The most provoking work found in “Snail Fever” are the two photographs from Kuwaiti artists Fatima Al Qadiri and Khalid al Gharaballi, entitled WaWa Complex (2011) and Dala3 (in Vegas) (2011). The glossy photos, which appear as though right out of an MTV video still, address the rise of modern Arab female pop phenomena and its perpetuation of gender stereotypes. In these photos, the models and Al Qadiri [who is in Dala3 (In Vegas)] take on the persona of a lesbian couple, with models as the femme partner, portrayed as the ultimate fan girl-groupie, complete with coiffed hair and perfect makeup. Al Qadiri is dressed as the butch partner and takes on the voyeuristic role of licentious male consumer, appearing in Western garb and driving a red sports car in Dala3 (Vegas). In WaWa Complex, a male persona is adorned in local Gulf attire, and also wearing a baseball hat embroidered with “Kuwait”—a nod to the artists’ country of birth. Al Qadiri and al Gharlaballi’s photographs aim to address the lack of lesbian imagery in Arab society, shedding light on the culturally risqué subject in their artist statement and within the visual context of their work.
Moving away from fictitious musical icons, explored in the works of Al Qadiri and al Gharaballi, comes Lebanese artist Rayyanne Tabet’s elegant book, entitled Sherihan, Sherihan, Let Down Your Hair (Sherihan, Sherihan, Anzili Chaa’raki) (2011). The 25 handmade, white paper drawings, with Arabic lettering formed from stitches and pinholes, are presented unframed, and focus on two key events in the career of Sherihan, a famous Egyptian entertainer who is closely linked to the rise of modern Arab pop. Through rewriting the fairy tale of Rapunzel, by changing the protagonist’s name to Sherihan and incorporating her life-changing moments, a landmark photo shoot that put her on the map in 1976, and her contraction of salivary cancer in 2001, Sherihan—an iconic Arab public figure and voice—was transformed into a globally iconic children’s heroine.

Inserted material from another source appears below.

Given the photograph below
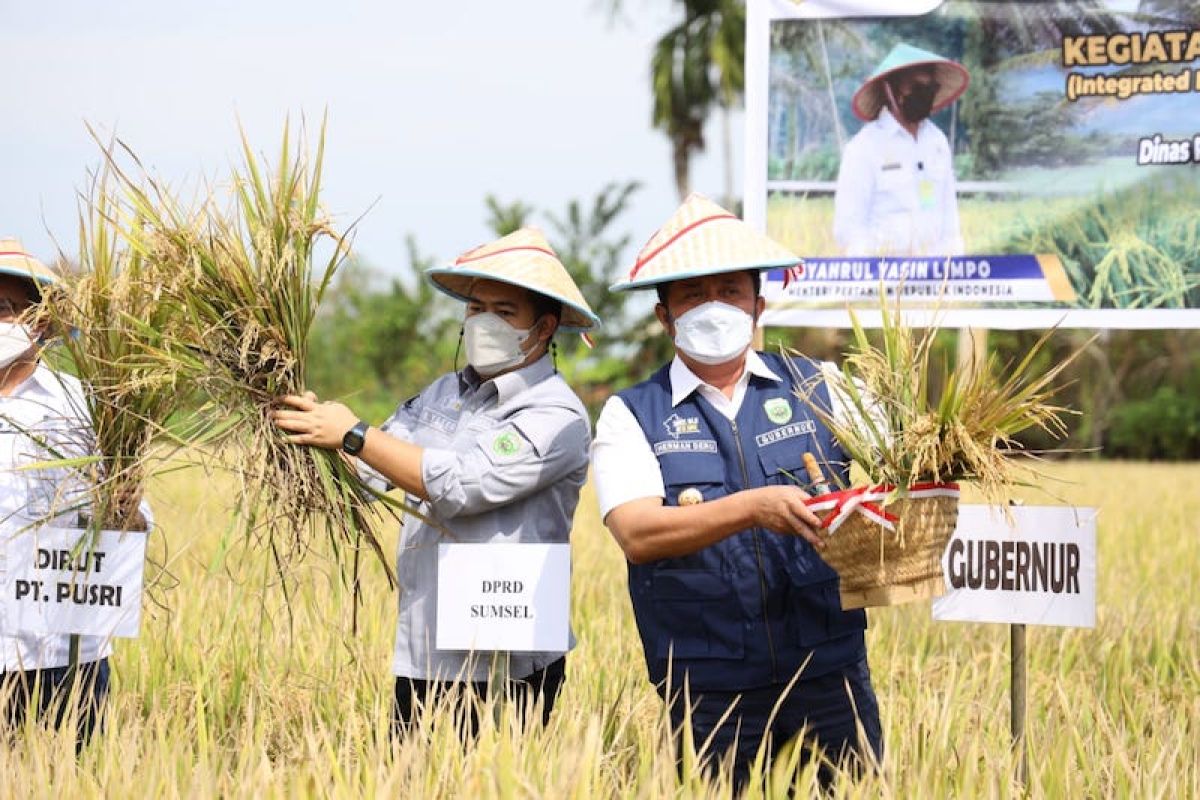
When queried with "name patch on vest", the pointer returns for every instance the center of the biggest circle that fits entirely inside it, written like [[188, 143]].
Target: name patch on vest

While many of the artists in “Snail Fever” have commented on the universality of specific musical legends, icons and the socio-cultural branding that comes with the music industry, it is Vienna-based Cypriot artist Christodoulos Panayiotou’s dreamily romantic video piece, Slow Dance Marathon (2005), where random strangers dance to iconic love songs for a 24-hour period, which offers the broadest musical reflection of all. The tender embraces and sheer intimacy of random strangers rocking away to clichéd love songs attests to the universal ability that music has to transport and move us in ways unexplainable, even if it is just for an instant.